Service at the speed of the roadrunner (a fat, lazy, roadrunner that has been hit by a semi.)
So my cable and internet have been out since last weekend. On Sunday night, after being on hold for an hour and half, I spoke with a lovely Time Warner Representative who informed me that a repairman would come as soon as possible, which meant next Saturday. I told her that was unacceptable, I'm a student, I need my internet, blah blah blah. There wasn't anything she could do, but she did say "I'm so sorry" 18 times. Before we finished the call, she asked "Would you like to purchase additional Time Warner services?" "What, and have to wait a week for you to repair those when they go out? Hahahahaha" Click.
I tried calling them again later in the week to express my disappointment in their services and the Saturday repair job. Again, no dice.

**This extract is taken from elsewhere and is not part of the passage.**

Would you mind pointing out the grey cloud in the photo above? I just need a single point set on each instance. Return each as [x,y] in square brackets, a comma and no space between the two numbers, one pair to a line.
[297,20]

Tuesday while I was checking my school email at work, I received this lovely email from Time Warner (ironic, isn't it, that they chose to communicate with me by email when I didn't have an internet connection.). I have taken the liberty of adding a few clarifying remarks.
Dear Ms. (Schmuck):
Thank you for contacting our office. At this time, the service appointment that is scheduled for 2/25/06 is the soonest we can get a technician out to you (in the middle of ghetto Akron where we can't get anyone to go because someone will probably try to steal our van and hock the parts). I do apologize for the inconvenience this matter has caused you. If you have any questions or need further assistance please feel free to contact our office (although it is most likely that we won't do a damn thing to help you).
Thank you for choosing Time Warner Cable for you home entertainment needs (even though you really didn't have any choice in the matter because in these parts, Time Warner Cable is God). The cornerstone of our philosophy has always been to provide "excellence in customer service" and we will continue to provide the high quality of service you expect and deserve from Time Warner Cable. (Of course, our cornerstone will crumble unless high quality of service means going for weeks without said service.) (I swear I did not put that bit about excellence in quotes...that is their language.)
Sincerely, Your On-Line Time Warner Cable Representative
My scheduled appointment was between 12 and 2 o'clock. At 1:45, I received a call from Time Warner asking me if my cable was still out. I said "Oh my god, it is! What are the odds of that?". At 2:30 a repair-lesbian knocked on the door. Five minutes later I had cable again. Actually, 148 hours and 35 minutes later.